No significant circularity in derivation chain

full rationale

The paper defines signADAM by adding the sign operation to ADAM and introduces a confidence function to produce sparser gradients in signADAM++. It states theoretical convergence guarantees separately from the empirical performance claims on multiple datasets and models. No equations, fitted parameters renamed as predictions, or self-citation chains are visible that would reduce any central result to its own inputs by construction. The derivation remains self-contained against external benchmarks.

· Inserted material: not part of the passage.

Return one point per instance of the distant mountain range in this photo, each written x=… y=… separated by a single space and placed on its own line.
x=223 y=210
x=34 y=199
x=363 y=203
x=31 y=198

Axiom & Free-Parameter Ledger

1 free parameters · 1 axioms · 1 invented entities

Based solely on the abstract; the confidence function and its parameters are introduced without upstream justification, and convergence is asserted under unspecified standard assumptions.

free parameters (1)
  • confidence function parameters
    The abstract states that a confidence function is defined to distinguish gradient components, implying tunable or learned parameters whose values are not specified.
axioms (1)
  • domain assumption Standard assumptions on stochastic gradients suffice for convergence of the proposed sign-based updates.
    The abstract claims theoretical convergence guarantees without detailing the assumptions.
invented entities (1)
  • confidence function no independent evidence
    purpose: To score gradient components and generate sparser updates that focus on the most different samples.
    Introduced in the abstract as the key addition for signADAM++.